The fact that pilots, flight attendants and other passengers are now instructed not to cooperate with hijackers further reduces the opportunity for small acts of violence to be leveraged into terrorist control of the airplane itself. We might reasonably rely on magnetometers, pat-downs, and x-ray machines to detect only the most dangerous objects, such as guns and bombs, and on other mechanisms, such as readily available fire extinguishers and well-trained flight crews, to manage the remaining threats. The passenger and carryon screening system must still work very reliably, but is not required to supernaturally detect every object that might do any harm, however small.

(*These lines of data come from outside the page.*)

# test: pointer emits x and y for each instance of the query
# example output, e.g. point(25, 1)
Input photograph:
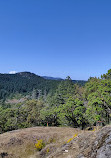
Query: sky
point(56, 38)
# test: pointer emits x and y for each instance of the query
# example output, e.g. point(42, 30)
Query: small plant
point(47, 150)
point(40, 144)
point(51, 140)
point(72, 138)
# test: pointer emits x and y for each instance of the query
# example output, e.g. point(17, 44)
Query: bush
point(40, 144)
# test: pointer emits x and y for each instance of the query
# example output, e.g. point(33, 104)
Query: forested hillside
point(25, 83)
point(69, 105)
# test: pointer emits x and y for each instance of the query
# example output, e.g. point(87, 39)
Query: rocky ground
point(60, 142)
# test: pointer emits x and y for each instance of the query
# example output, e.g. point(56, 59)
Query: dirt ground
point(60, 142)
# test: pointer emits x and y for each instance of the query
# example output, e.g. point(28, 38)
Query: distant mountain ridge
point(25, 82)
point(52, 78)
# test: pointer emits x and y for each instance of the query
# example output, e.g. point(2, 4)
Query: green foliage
point(70, 104)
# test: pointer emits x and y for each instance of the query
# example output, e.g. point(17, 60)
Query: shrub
point(40, 144)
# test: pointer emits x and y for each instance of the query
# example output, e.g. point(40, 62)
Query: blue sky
point(56, 37)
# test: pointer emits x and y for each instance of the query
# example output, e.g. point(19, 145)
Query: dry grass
point(21, 143)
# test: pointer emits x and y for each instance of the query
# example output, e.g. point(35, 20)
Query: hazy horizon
point(56, 38)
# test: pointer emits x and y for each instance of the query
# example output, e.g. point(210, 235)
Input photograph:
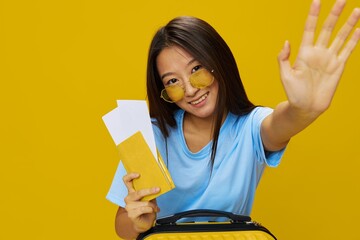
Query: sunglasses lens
point(201, 78)
point(172, 93)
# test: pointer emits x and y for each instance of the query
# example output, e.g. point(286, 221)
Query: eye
point(196, 68)
point(171, 82)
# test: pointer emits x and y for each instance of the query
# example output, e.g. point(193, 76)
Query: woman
point(215, 142)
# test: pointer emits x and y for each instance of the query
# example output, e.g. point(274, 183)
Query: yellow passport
point(136, 156)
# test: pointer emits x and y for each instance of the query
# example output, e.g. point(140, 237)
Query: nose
point(189, 89)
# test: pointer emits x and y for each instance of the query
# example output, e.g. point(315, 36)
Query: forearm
point(124, 226)
point(285, 122)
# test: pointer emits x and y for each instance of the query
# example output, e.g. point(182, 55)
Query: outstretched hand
point(310, 83)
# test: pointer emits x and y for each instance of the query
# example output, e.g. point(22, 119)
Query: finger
point(138, 195)
point(156, 207)
point(138, 210)
point(329, 24)
point(135, 205)
point(345, 31)
point(310, 24)
point(350, 46)
point(128, 180)
point(283, 59)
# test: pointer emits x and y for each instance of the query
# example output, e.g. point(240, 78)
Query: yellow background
point(65, 63)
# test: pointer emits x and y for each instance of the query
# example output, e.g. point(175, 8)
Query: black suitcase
point(237, 227)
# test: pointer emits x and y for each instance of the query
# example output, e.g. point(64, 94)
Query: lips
point(202, 98)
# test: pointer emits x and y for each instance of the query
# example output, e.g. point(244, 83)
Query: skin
point(309, 83)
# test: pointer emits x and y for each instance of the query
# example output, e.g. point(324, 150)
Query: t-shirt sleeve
point(118, 190)
point(271, 159)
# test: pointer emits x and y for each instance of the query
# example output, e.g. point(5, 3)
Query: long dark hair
point(202, 41)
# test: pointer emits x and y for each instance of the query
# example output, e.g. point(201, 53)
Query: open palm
point(311, 82)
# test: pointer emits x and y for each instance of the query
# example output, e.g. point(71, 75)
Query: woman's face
point(175, 65)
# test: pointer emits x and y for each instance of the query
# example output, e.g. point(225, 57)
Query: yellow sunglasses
point(199, 79)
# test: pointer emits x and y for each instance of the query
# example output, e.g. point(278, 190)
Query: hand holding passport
point(130, 127)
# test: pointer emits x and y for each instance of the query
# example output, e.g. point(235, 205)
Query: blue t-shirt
point(239, 164)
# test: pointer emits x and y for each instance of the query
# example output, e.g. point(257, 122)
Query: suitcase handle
point(203, 213)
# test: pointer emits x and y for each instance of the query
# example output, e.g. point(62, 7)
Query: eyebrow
point(170, 73)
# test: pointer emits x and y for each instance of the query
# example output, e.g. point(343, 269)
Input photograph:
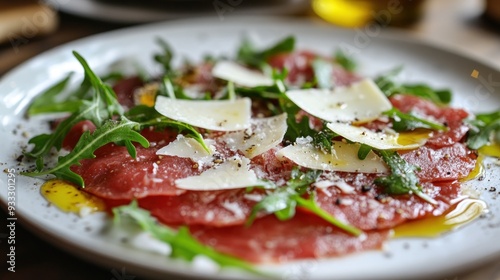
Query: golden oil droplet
point(477, 172)
point(464, 212)
point(417, 136)
point(69, 198)
point(492, 150)
point(358, 13)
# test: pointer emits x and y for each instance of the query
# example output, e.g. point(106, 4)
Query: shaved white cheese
point(344, 157)
point(378, 140)
point(338, 182)
point(234, 173)
point(360, 102)
point(187, 147)
point(240, 75)
point(222, 115)
point(264, 134)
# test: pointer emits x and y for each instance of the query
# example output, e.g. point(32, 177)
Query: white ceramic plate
point(375, 50)
point(174, 9)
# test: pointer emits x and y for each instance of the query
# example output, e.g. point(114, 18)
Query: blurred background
point(30, 27)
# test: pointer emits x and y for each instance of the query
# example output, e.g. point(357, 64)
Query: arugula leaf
point(363, 151)
point(184, 245)
point(188, 130)
point(258, 58)
point(44, 142)
point(284, 200)
point(323, 72)
point(103, 90)
point(111, 131)
point(323, 139)
point(346, 62)
point(485, 128)
point(403, 179)
point(408, 122)
point(390, 87)
point(147, 116)
point(102, 106)
point(165, 58)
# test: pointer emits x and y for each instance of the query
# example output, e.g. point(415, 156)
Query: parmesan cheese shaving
point(344, 157)
point(240, 75)
point(378, 140)
point(233, 173)
point(220, 115)
point(264, 134)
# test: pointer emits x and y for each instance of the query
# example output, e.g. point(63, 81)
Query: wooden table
point(453, 24)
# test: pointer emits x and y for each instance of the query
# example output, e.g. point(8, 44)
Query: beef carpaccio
point(276, 155)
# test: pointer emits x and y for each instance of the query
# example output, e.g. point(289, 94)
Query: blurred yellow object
point(493, 10)
point(21, 21)
point(358, 13)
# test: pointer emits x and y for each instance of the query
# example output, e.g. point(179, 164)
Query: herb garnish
point(184, 245)
point(283, 201)
point(408, 122)
point(111, 131)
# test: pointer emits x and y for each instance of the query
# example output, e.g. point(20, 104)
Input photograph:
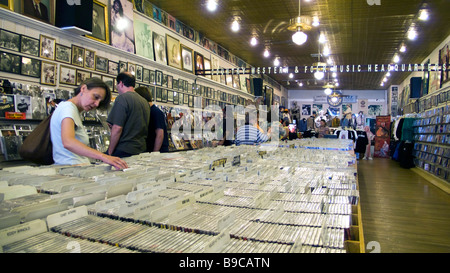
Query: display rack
point(224, 199)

This kind of threat-based engineering has long been applied successfully outside aviation. In well designed security systems, individual mechanisms need not perform perfectly, but rather must work well enough to guarantee that the other components can do their jobs within the specified limits. Commercial safes, for example, are only designed to resist forced opening for a limited time, typically just 10-30 minutes. But even a safe with a short time rating can be used to engineer a very robust anti-burglary system. A 15 minute safe is completely sufficient when it is accompanied by an alarm that summons the police within 14 minutes.
The TSA's new random and unpredictable screening strategy,
on the other hand, makes no guarantees about what will and won't
be scrutinized, and so can't be used as the basis for other parts of
the security system. It cannot, as a computer scientist might say,
be composed with other mechanisms to give us strong assurances
about what can and can't happen aboard an airplane.
It only leaves us wondering what we might have missed.